16. Invitons nos gouvernements, le secteur privé, la société civile, nos frères et sœurs d'ascendance africaine et la communauté internationale à soutenir le mouvement de paix en Afrique et à contribuer à renforcer la capacité des femmes africaines de sensibiliser le continent tout entier à l'importance du recours à des moyens pacifiques de prévention, résolution et transformation des conflits, et de le mobiliser et le réconcilier autour de cette notion.

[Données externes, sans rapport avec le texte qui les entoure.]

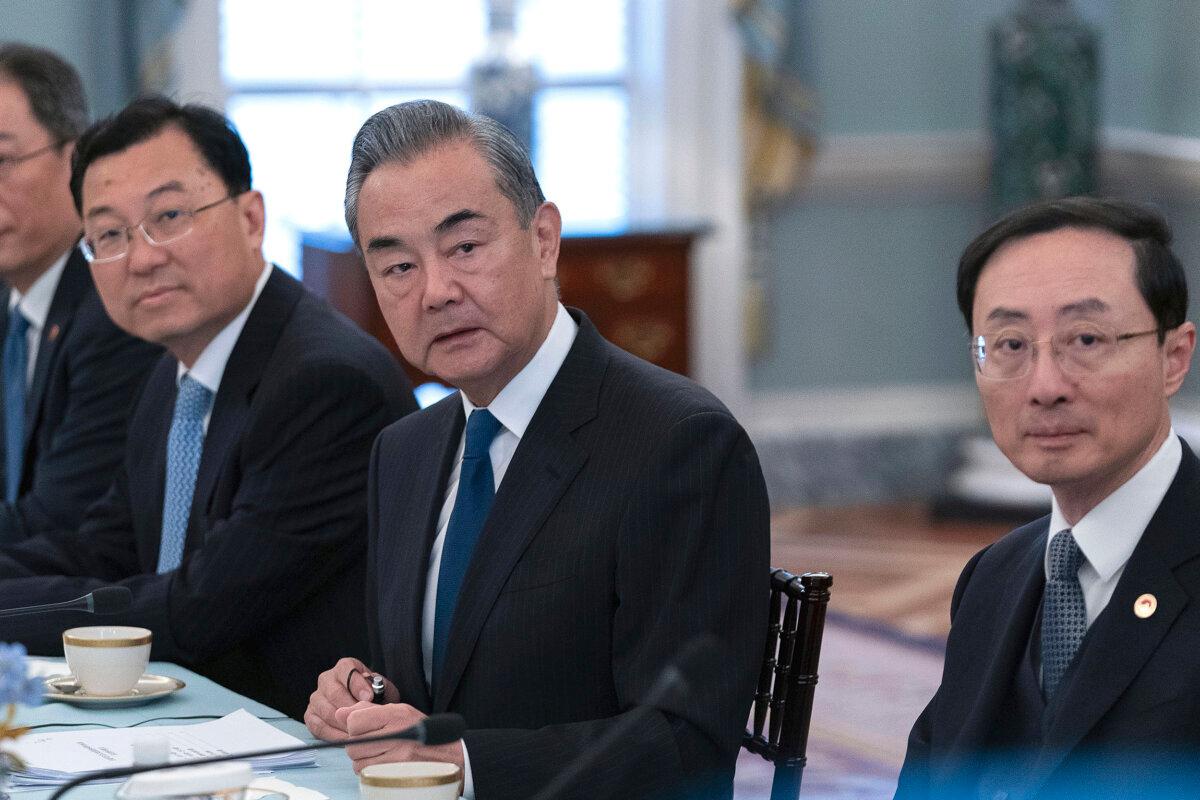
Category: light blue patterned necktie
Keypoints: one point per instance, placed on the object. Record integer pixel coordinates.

Communication, information et diffusion

Nous, femmes d'Afrique,

17. Recommandons vivement d'assurer le plein accès aux outils et technologies appropries de communication et d'en développer l'utilisation afin de renforcer efficacement la constitution de réseaux et la solidarité entre les femmes à tous les niveaux. Un programme radiophonique panafricain sur les questions de genre et de paix devrait être créé en tant qu'outil efficace d'éducation civique et d'éducation à la paix, ainsi que de communication et de mobilisation à cette fin, qui se fera l'écho du combat des femmes pour la paix ;

18. Nous engageons à entreprendre, avec des femmes et des hommes de toutes conditions, de vastes efforts de consultation, de recherche et de constitution de réseaux afin de développer, en matière de prévention, de gestion et de résolution des conflits, une vision globale qui tienne compte des considérations de genre.

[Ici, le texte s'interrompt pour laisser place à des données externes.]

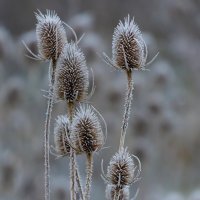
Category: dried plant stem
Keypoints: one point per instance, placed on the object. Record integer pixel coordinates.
(89, 171)
(70, 111)
(127, 109)
(79, 182)
(47, 130)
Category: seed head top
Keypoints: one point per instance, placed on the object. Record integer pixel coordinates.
(121, 169)
(61, 130)
(87, 134)
(72, 76)
(128, 46)
(51, 35)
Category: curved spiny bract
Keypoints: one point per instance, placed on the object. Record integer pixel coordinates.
(72, 76)
(61, 141)
(87, 134)
(121, 169)
(114, 192)
(51, 35)
(128, 46)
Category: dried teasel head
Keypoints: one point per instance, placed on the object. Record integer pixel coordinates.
(117, 192)
(72, 76)
(51, 35)
(129, 50)
(87, 134)
(128, 46)
(121, 169)
(61, 139)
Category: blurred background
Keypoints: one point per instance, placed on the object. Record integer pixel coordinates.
(164, 128)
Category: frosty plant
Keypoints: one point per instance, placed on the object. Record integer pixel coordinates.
(82, 130)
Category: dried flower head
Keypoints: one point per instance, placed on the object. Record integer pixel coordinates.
(129, 50)
(128, 45)
(117, 192)
(61, 141)
(87, 129)
(51, 35)
(121, 170)
(72, 76)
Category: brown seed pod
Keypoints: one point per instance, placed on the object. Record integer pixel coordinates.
(121, 169)
(87, 134)
(129, 50)
(116, 192)
(51, 35)
(72, 76)
(61, 141)
(128, 46)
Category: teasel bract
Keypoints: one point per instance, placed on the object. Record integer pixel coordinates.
(129, 52)
(72, 76)
(87, 137)
(121, 173)
(50, 34)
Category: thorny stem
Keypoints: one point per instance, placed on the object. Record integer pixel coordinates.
(127, 109)
(78, 182)
(47, 130)
(74, 174)
(70, 111)
(89, 175)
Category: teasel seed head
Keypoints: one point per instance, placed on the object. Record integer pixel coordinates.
(51, 35)
(87, 129)
(121, 169)
(116, 192)
(72, 76)
(61, 141)
(128, 47)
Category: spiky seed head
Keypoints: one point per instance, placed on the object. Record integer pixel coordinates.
(51, 35)
(87, 128)
(61, 141)
(121, 169)
(117, 192)
(128, 46)
(72, 76)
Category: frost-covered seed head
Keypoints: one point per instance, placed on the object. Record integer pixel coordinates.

Mobilisation de ressources

19. Tout en mettant notre temps, nos énergies, nos compétences et nos talents au service de la construction de la paix dans nos foyers et au sein de nos communautés et de nos nations, Nous, femmes d'Afrique, demandons à l'OUA et aux autres institutions sous-régionales, à l'ONU et ses institutions, aux autres organisations internationales, aux gouvernements nationaux, aux ONG, au secteur privé, aux femmes et aux hommes épris de paix, de reconnaître et de soutenir moralement, techniquement et financièrement, nos efforts d'instauration et de consolidation de la paix.

Enfin,

Nous, femmes d'Afrique,

20. Réunies à Zanzibar (République-Unie de Tanzanie), sommes reconnaissantes à l'UNESCO de son initiative et de ses efforts pour bâtir une culture de la paix et la remercions d'avoir rassemblé quelque 300 femmes africaines de toutes conditions à l'occasion de cette importante conférence panafricaine intitulée « Les femmes s'organisent pour la paix et la non-violence en Afrique ». En vertu de son mandat, nous recommandons à ses organes directeurs de prêter une attention particulière à l'action de suivi dans la conduite et le renforcement des activités en faveur des femmes africaines et d'une culture de la paix dans le cadre du Programme et budget ordinaire, de la Stratégie à moyen terme de l'Organisation et de la poursuite de la mise en œuvre de la Plate-forme d'action de Beijing ;

21. Remercions le pays hôte et le peuple de Zanzibar de leur hospitalité et sommes reconnaissantes de l'appui qu'elles ont apporté aux initiatives des femmes africaines pour la paix à l'OUA, à la CEA et aux autres organisations africaines sous-régionales et institutions de la famille des Nations Unies, notamment la FAO, l'OIT, l'UNCHR, le PNUD, l'UNESCO, le FNUAP, le HCR, l'UNICEF, l'UNIFEM, le PAM et l'OMS ;

22. Demandons instamment à l'OUA, à la CEA, à la BAD, au Comité des femmes africaines pour la paix et le développement, à tous les organismes internationaux, régionaux et sous-régionaux tels que la CEDEAO, la SADC et l'IGAD, ainsi qu'aux ONG, aux gouvernements et à la communauté des donateurs, de soutenir et de mettre en œuvre la Déclaration de Zanzibar et l'Agenda des femmes pour une culture de la paix en Afrique, adoptés à Zanzibar le 20 mai 1999.